Describe about the BHPs Share Valuation and Analysis.
BHP Billiton Limited is among the leading oil, gas, and metal producers. The company has diversified income streams regarding geographies and business lines. It operates through Iron Ore, Petroleum and Potash, Coal, and copper segments. The Iron Ore sector is tasked with the exploration, development, and production of Iron ore. Petroleum and Potash segment, on the other hand, is responsible for both the production of gas and oil and the pre-development of Potash. The coal sector, which is among the company’s most significant segments, mines both thermal and metallurgical coal. The final segment mines copper, lead, zinc, silver, uranium, molybdenum, and gold.

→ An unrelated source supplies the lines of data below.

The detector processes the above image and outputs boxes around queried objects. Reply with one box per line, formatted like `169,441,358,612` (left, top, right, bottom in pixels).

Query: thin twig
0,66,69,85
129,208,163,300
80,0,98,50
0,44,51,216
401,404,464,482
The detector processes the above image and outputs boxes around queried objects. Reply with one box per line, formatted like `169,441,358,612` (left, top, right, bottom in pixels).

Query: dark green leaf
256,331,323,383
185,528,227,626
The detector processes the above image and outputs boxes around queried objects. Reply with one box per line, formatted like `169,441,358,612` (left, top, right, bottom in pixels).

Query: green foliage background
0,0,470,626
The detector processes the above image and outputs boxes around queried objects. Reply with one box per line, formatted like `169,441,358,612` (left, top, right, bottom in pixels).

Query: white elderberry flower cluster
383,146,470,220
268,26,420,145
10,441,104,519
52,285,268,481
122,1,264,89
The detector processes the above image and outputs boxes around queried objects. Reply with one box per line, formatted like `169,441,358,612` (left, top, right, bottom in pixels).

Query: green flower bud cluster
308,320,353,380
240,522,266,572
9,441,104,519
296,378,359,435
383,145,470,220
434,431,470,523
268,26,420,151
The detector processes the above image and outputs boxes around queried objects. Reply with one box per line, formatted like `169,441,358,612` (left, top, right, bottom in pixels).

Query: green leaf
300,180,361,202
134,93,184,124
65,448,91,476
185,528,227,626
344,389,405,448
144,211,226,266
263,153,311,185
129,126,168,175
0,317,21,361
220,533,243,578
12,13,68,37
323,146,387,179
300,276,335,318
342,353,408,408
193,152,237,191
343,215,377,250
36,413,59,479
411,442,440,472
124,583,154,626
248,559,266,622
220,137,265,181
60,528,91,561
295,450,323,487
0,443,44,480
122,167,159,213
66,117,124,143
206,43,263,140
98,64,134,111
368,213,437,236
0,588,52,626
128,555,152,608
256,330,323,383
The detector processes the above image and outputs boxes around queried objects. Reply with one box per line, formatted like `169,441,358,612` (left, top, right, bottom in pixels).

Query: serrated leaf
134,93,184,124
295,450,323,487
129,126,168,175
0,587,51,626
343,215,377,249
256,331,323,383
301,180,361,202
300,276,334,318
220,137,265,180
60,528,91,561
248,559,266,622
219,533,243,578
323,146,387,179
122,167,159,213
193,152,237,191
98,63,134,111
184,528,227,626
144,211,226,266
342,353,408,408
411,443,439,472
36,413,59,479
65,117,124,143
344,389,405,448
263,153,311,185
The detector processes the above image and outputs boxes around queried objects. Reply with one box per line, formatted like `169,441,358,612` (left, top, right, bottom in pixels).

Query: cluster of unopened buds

BHP Billiton has production processes primarily located in Australia and America but products sold worldwide, through marketing businesses strategically located near the consumers. Singapore houses the company’s primary marketing business because 72% of the company’s sales are in Asia (Bhpbilliton.com, 2015). Other marketing businesses are in Houston, United States, reflecting the fact that more than half of the company’s gas and oil is sold to North America. The company also has many regional marketers positioned in proximity to customers.
BHP’s core strength is in the fact that its energy and mineral supplies are crucial at every stage of economic growth (Bhpbilliton.com, 2015). Emerging economies need construction materials such as steel for their expanding populations, heavy industries and new cities. As the economy continues to grow, and individuals become wealthier, demand for steel slows. Demand for consumer materials such as copper begins to pick up. As income rises further, demand for agricultural products such as Potash increases.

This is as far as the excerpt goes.